Ничего нет прекрасней, чем вольная мысль:
Бытия раздвигает исконную ширь
И стремится в бездонную звёздную высь,
Как неистовый и торжествующий вихрь.
Нет иного закона – отлито в веках
Указанье Творца – было, будет лишь так –
В душах граждан, а также в сердцах и умах,
Если изгнана мысль, воцаряется мрак.
Но ещё есть один непреложный закон:
Близ титана не может блаженствовать гном,
Даже если взобрался с усильем на трон –
У титанов и гномов различный геном.
Так ведётся – соратников банду собрав,
Щёки грозно надув, банды став во главе,
Без стыда гном являет змеиный свой нрав,
Заменив мраком ясный божественный свет,
А титаны одни перед гномов ордой,
И змеиная хитрость титанам чужда –
Потому, им не сладить с великой бедой
Несмотря, вопреки, ни за что, никогда.
И отплыли титаны в бескрайнюю даль
И творили, как только титаны могли,
Сохранив до последнего вздоха печаль
По униженным нивам родимой земли.
Что до гномов, в черёд свой отведали яд
И в Геенне свои искупают грехи,
Но остался живым ими созданный Ад,
Несмотря ни на что, бытию вопреки.
ЭПОХА
Развевались знамёна в канун Первомая,
Достиженья труда сказку делали былью,
А зека шли и шли по колымскому краю,
Становясь неприметною лагерной пылью.
Академики шли, агрономы, чекисты,
Те, кто жизни отдал коммунизма идее,
Музыканты, крестьяне, попы, анархисты,
Атеисты, католики и иудеи.
Сказку былью они, впрочем, делали тоже,
Кто пилою в тайге, кто кайлом или ломом,
Кто крыл матом, а кто приговаривал: «Боже,
Дай мне сил устоять в этом мире огромном!».

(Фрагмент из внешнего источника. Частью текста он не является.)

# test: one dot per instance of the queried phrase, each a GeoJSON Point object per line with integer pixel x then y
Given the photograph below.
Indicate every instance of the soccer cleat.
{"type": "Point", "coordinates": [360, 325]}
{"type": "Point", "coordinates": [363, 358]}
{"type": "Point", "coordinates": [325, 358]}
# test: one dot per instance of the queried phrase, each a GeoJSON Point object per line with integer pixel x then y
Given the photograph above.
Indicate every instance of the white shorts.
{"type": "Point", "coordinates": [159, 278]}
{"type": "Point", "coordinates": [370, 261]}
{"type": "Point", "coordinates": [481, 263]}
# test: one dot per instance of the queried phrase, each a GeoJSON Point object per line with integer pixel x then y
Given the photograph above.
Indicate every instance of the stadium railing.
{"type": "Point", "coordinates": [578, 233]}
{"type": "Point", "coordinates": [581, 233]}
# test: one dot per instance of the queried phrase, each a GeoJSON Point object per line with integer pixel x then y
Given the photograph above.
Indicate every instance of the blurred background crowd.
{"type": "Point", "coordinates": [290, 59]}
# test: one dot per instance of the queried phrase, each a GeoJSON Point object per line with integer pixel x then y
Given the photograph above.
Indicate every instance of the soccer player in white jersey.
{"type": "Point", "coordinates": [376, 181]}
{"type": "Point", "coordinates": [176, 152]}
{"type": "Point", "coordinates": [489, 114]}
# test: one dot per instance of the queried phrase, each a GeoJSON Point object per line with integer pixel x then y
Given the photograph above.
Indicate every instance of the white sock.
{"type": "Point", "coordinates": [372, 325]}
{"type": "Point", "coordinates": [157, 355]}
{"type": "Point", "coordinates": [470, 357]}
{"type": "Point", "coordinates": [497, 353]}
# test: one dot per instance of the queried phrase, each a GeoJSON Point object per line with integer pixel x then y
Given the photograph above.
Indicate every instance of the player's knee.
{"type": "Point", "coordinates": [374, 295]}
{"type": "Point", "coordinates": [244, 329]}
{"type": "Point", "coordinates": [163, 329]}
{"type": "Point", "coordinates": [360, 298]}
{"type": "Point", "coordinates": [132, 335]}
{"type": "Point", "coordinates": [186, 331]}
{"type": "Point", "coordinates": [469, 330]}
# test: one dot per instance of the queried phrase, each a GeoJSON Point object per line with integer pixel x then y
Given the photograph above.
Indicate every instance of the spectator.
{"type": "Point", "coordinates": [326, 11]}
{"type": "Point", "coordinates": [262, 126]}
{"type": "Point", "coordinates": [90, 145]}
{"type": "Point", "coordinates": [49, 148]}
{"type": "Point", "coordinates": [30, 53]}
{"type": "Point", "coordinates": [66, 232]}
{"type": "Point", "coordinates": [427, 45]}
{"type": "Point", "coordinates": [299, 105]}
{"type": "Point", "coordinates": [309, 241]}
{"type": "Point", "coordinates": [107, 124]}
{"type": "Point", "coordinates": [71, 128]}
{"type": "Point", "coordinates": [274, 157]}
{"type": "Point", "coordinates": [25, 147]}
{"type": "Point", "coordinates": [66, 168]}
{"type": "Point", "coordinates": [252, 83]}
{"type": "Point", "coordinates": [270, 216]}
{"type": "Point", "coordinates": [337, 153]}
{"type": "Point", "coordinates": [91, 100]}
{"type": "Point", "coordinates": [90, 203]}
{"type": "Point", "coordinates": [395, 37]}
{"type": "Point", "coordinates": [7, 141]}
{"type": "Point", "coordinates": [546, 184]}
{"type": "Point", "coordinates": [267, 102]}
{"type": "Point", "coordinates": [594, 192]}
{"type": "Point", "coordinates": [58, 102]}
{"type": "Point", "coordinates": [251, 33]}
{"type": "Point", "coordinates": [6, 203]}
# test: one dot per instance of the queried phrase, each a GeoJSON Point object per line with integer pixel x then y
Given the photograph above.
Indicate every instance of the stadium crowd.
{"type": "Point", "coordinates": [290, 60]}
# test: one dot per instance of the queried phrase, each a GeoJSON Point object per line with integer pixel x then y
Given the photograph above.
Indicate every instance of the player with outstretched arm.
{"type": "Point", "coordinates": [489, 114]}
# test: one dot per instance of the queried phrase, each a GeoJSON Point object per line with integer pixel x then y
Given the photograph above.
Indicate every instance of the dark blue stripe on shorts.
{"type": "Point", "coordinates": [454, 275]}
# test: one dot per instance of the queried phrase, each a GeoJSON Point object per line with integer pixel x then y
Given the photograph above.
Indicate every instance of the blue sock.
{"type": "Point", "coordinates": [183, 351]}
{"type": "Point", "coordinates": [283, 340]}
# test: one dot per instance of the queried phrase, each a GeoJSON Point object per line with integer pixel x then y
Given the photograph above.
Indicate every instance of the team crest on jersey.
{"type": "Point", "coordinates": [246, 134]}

Уркаганы-законники правили балом
На привычную радость бугру или куму,
И эпоха девятым безжалостным валом
Выводила страданий искомую сумму.
А по радио вальсы звучали и марши,
Паганини каприсы, дуэты Россини,
А тела превращались в кровавые фарши –
Это было не где-то – в великой России.
Те, кто выжил, домой возвращались, но дома
Далеко не всегда ждали жёны и дети,
И бродили они под раскатами грома,
И остатки любви выдувал стылый ветер.
Те, кто выжил, конечно же, были из стали –
Из такой над нацизмом ковалась победа,
И курил свой табак несгибаемый Сталин,
А потом «Хванчкару» пил в тиши кабинета.
ЛИЦА
Варламу Шаламову – самому правдивому и талантливому свидетелю преступлений.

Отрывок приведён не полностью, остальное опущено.